Before 3.0.0 and native parameters:
>`INSERT INTO table (col_1, col_2) VALUES (100, 250)`

After 3.0.0 and native parameters:
>`INSERT INTO table (col_1, col_2) VALUES (:value1, :value2)`
---
The issue with the 'Native Parameter' change is that these parameters are [limited to 255 in a single query execution](https://github.com/databricks/databricks-sql-python/blob/main/docs/parameters.md#when-to-use-inline-parameters). Which ultimately means that the Pandas `to_sql()` function will fail when trying to insert more than 255 values into a Databricks table. Not 255 rows, but 255 *values*. This practically renders the `to_sql()`function unusable.

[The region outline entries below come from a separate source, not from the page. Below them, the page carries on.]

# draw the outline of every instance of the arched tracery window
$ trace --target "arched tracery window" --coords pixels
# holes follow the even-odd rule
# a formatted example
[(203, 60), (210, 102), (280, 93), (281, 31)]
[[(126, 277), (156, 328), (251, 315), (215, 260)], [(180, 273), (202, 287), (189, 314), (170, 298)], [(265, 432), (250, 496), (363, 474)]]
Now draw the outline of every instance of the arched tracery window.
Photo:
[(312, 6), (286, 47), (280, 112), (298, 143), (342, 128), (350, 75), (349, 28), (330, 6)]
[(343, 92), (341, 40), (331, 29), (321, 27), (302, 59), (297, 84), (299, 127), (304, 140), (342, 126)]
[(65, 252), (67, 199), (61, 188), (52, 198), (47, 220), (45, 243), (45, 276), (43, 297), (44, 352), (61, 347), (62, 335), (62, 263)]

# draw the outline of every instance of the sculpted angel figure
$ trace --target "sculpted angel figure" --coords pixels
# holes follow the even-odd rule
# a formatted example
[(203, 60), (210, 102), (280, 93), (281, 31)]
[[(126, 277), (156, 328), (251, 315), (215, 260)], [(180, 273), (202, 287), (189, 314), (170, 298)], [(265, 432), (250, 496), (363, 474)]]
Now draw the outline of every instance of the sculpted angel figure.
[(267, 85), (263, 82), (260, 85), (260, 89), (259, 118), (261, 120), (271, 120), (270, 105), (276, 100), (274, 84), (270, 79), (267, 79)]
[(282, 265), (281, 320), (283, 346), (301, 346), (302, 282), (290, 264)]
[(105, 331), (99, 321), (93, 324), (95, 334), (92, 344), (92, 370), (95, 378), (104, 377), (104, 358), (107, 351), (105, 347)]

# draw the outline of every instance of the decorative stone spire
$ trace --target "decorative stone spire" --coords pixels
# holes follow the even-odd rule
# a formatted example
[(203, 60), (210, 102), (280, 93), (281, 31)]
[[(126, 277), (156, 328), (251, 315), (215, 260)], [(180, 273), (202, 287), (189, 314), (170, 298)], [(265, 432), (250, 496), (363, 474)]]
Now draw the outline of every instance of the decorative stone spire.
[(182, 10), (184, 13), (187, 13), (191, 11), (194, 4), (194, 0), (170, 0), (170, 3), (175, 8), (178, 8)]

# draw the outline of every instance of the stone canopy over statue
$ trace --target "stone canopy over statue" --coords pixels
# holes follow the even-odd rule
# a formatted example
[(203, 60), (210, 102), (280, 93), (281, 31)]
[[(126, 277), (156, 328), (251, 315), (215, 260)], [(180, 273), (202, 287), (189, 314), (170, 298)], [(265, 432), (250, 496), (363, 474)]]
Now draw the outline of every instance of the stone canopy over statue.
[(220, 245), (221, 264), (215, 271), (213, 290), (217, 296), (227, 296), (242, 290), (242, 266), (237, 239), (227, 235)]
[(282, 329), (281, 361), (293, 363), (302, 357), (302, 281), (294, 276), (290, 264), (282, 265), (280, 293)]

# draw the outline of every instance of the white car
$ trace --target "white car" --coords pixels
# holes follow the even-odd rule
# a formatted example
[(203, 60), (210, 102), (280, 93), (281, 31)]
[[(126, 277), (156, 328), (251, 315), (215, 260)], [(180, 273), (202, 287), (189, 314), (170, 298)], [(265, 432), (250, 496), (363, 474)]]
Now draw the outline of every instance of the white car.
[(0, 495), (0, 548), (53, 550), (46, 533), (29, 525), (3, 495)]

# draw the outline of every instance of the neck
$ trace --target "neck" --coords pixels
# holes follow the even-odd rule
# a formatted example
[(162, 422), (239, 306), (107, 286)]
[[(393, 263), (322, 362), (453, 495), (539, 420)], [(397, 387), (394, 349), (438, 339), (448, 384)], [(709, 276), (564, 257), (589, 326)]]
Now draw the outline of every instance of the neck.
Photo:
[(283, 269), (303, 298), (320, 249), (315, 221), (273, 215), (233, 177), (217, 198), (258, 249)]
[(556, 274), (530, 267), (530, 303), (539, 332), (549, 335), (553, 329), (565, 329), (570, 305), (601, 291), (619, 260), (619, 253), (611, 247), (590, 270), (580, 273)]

## What this package does differently
The `pandas-tosql-dbx-fix` package isolates the Pandas code responsible for building and executing the SQL queries when `to_sql()` is called. The main difference is that instead of building the SQL query and sending it to Databricks, the package compiles the query using the Databricks dialect first, *and then* sends it out to a Databricks SQL warehouse. Compiling the query replaces the parameters (ex: :value1, :value2) with their real values. This removes parameters from the query entirely and bypasses the 255 parameter limit. You can find this [here](https://github.com/beefupinetree/pandas-tosql-dbx-fix/blob/e6adbb80d58aca38ccf42327611e22b945c8d336/src/pandas_tosql_dbx_fix/main.py#L174) in the code.

I also changed the way the source dataframe gets broken up into chunks, since I started running into issues once a single SQL query tried to insert more than 950,000 values at once. I added some logic [here](https://github.com/beefupinetree/pandas-tosql-dbx-fix/blob/e6adbb80d58aca38ccf42327611e22b945c8d336/src/pandas_tosql_dbx_fix/main.py#L144) that limits each SQL query to 900,000 values. Each chunk now contains `n_cols * n_rows <= 900,000`.

## Contributing

To contribute to the development of pandas-tosql-dbx-fix, follow the steps below:

1. Fork pandas-tosql-dbx-fix from <https://github.com/beefupinetree/pandas-tosql-dbx-fix>
2. Create your feature branch (`git checkout -b feature-new`)
3. Make your changes
4. Commit your changes (`git commit -am 'Add some new feature'`)
5. Push to the branch (`git push origin feature-new`)
6. Create a new pull request

## License

pandas-tosql-dbx-fix is distributed under the MIT license. See [`LICENSE`](LICENSE.md) for more details.